Cross-posted from here.

Question

Seeking guidance on how to assist students who possess a solid grasp of problem-solving concepts, allowing them to intuitively arrive at solutions, yet encounter difficulties when it comes to communicating their understanding through formal proofs and written formats.

These students exhibit a deep comprehension of the underlying principles and can often visualize the solution or approach to a problem. However, they face challenges in articulating their ideas in a structured and rigorous manner. It is crucial to help these students bridge the gap between their intuitive problem-solving abilities and their ability to express their reasoning formally.

Answer

I’ve worked with some of these types of students in the past. One trend I noticed was that these students often have experience with coding, which they tend to enjoy and excel at (since the computer tells them exactly how precisely they have to specify their ideas and will error in obvious ways if they’re not being precise enough or they’re skipping over important nuances).

When teaching proofs to students who fit this trend, I’ve had success leaning on analogies to coding as much as possible as a way to get through to them.

  • I tell them to think of the proof as a program that runs in mathematicians' brains. The theorem being proved is like a new "software feature" that can be used in the future, and the proof is like the code supporting that feature. The goal is to "install" this theorem in somebody else's mind by having them "run" the proof.
  • When you're coding at your computer, as long as you've got the right intuition/principles in mind, you can start with a vague, imprecise program and then get it working by running it, getting an error, and tightening up the code in the place where the error occurred.
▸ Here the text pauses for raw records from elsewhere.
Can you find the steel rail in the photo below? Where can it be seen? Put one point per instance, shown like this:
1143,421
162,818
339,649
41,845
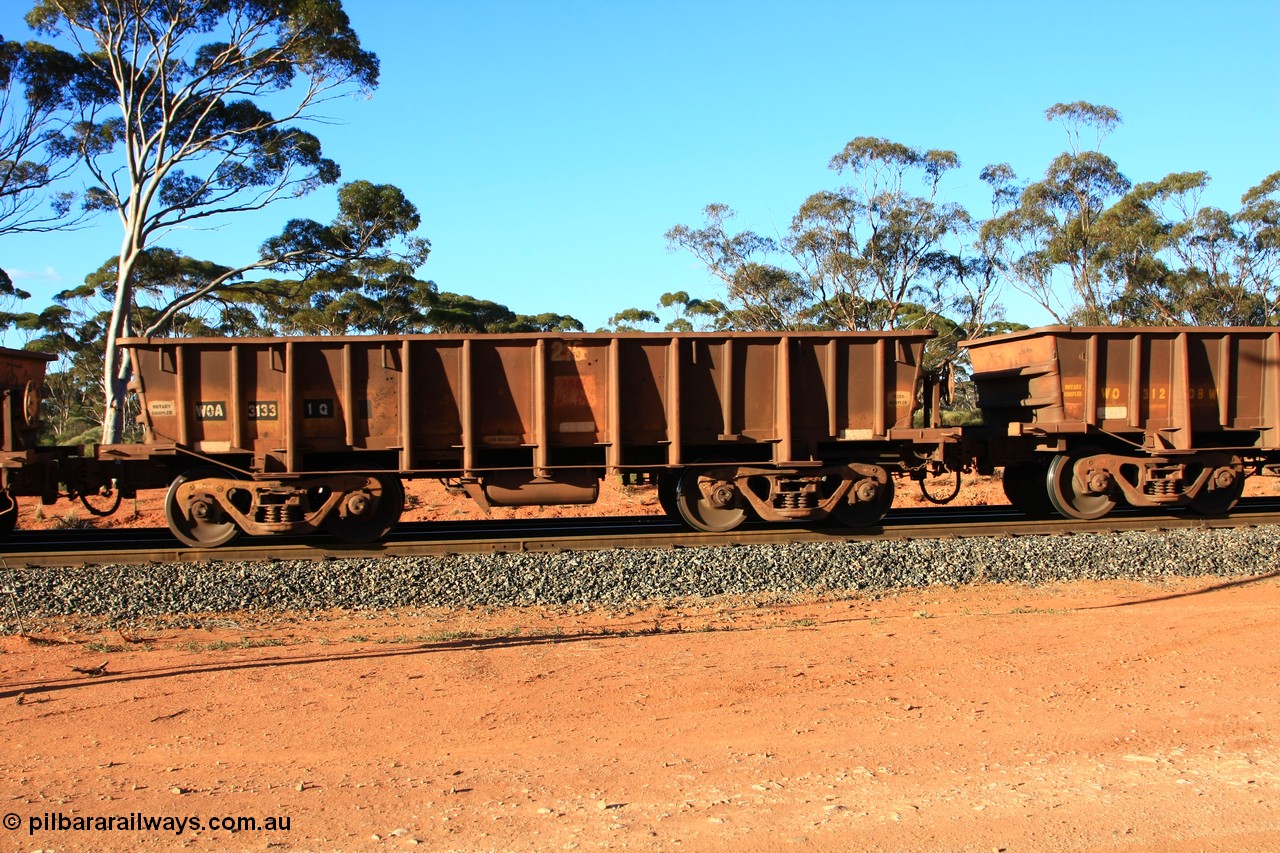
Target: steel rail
147,546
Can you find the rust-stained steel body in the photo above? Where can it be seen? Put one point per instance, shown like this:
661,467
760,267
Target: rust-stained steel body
789,425
1155,416
273,436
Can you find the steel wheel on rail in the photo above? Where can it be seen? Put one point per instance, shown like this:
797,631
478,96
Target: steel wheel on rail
708,500
1077,491
201,521
1229,482
369,514
877,500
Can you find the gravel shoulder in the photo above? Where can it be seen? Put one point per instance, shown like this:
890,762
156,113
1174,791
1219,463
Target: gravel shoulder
1102,715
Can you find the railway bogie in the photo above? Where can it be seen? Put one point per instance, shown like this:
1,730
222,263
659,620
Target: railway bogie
1148,416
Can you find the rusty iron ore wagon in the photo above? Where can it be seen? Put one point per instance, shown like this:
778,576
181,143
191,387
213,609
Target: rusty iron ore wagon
1083,418
298,434
23,464
269,436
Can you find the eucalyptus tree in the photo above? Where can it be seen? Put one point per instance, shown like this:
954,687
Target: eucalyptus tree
686,313
760,293
1196,264
881,241
1056,229
42,94
190,136
460,314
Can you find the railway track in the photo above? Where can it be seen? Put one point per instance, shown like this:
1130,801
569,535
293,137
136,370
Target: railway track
142,546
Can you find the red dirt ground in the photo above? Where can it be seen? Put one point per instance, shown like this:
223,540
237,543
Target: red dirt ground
1088,716
1105,716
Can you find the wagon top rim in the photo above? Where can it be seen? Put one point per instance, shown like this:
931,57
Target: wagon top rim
520,337
1121,331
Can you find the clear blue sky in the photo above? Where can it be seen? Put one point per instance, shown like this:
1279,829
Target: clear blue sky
551,145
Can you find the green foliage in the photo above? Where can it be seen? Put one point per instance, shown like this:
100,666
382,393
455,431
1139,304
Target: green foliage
685,313
42,90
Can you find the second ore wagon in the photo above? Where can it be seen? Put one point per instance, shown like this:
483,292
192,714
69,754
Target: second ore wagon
272,436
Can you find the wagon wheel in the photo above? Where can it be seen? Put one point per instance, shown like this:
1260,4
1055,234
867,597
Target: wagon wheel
1217,501
201,524
708,500
1024,487
1073,497
8,514
864,514
369,514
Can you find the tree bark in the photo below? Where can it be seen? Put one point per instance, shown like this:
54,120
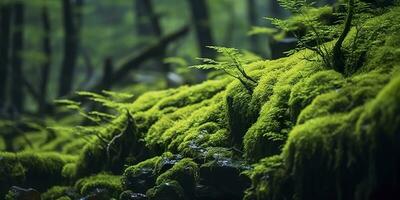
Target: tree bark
133,62
17,97
200,17
252,14
46,45
147,20
5,25
70,49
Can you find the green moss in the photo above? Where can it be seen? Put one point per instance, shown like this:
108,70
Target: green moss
306,90
56,192
185,172
239,115
110,183
142,176
379,130
37,170
95,157
2,144
267,179
203,127
168,190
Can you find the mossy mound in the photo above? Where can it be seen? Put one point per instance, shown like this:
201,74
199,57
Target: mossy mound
303,132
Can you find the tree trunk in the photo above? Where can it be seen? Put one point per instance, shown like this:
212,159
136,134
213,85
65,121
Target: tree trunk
201,22
70,49
148,24
147,21
5,24
252,14
46,65
17,97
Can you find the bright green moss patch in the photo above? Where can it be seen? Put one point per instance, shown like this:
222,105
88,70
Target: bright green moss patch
142,176
37,170
185,172
267,135
57,192
110,183
168,190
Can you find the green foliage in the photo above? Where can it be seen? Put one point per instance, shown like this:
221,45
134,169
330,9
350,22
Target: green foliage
233,66
39,170
185,172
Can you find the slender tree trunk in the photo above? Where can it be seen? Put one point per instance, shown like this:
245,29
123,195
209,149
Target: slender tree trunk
5,24
107,73
148,24
17,97
252,14
46,66
200,17
70,49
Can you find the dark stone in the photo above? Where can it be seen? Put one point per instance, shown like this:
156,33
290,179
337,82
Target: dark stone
19,193
141,181
166,191
98,194
222,179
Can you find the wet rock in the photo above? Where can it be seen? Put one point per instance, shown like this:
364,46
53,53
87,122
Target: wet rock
141,180
98,194
167,162
169,190
222,179
129,195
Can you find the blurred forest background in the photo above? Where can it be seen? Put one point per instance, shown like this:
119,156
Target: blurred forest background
51,48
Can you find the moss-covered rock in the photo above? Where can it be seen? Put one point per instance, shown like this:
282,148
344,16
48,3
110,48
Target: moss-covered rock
185,172
168,190
110,185
31,170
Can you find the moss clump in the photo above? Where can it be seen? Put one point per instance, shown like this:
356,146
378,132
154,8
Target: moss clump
184,97
142,176
185,172
268,180
168,190
114,144
222,178
110,183
306,90
268,134
36,170
57,192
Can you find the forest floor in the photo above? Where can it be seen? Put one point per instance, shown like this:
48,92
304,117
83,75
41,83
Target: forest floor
303,132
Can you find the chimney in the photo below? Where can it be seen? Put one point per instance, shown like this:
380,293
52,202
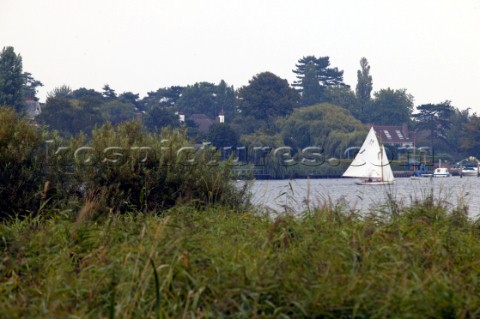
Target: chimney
221,117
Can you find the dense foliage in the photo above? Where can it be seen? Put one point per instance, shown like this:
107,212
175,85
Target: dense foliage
21,154
419,262
119,168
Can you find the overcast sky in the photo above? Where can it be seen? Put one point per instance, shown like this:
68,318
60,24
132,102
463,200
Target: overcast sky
431,48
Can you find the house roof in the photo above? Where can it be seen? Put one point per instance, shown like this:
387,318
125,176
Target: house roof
392,134
203,121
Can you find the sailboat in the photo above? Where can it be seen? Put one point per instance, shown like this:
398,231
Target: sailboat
371,163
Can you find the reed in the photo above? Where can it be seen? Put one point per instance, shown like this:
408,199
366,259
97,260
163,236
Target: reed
420,262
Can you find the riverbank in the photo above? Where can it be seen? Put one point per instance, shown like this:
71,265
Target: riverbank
415,262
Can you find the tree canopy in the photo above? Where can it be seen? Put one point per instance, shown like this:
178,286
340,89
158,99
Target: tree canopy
267,96
12,79
314,76
327,126
434,118
390,107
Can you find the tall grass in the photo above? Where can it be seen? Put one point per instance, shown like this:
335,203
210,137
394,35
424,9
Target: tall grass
423,262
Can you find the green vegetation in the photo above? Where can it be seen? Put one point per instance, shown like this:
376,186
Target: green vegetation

But you don't have an unlimited instant feedback loop like that when you're writing a proof. With human-to-human writing, you generally have one shot, and you have to make that shot count. So you need to be completely explicit with every step of the proof. It's like the code that you're writing is going straight into production, without testing beforehand.
  • As a general rule, if someone could ask "why" or "how" about some assertion in your proof, and the answer to that question is not already contained in your proof, then an error is going to occur when that person tries to "run" the proof (and you won't be around to fix the error). For instance, if you have a mental image that makes an assertion obvious in your mind, you need to communicate that mental image in your proof so that it can be used by the reader as well. Otherwise it's like your program is attempting to import code from a package that is not installed in the environment where the code is running.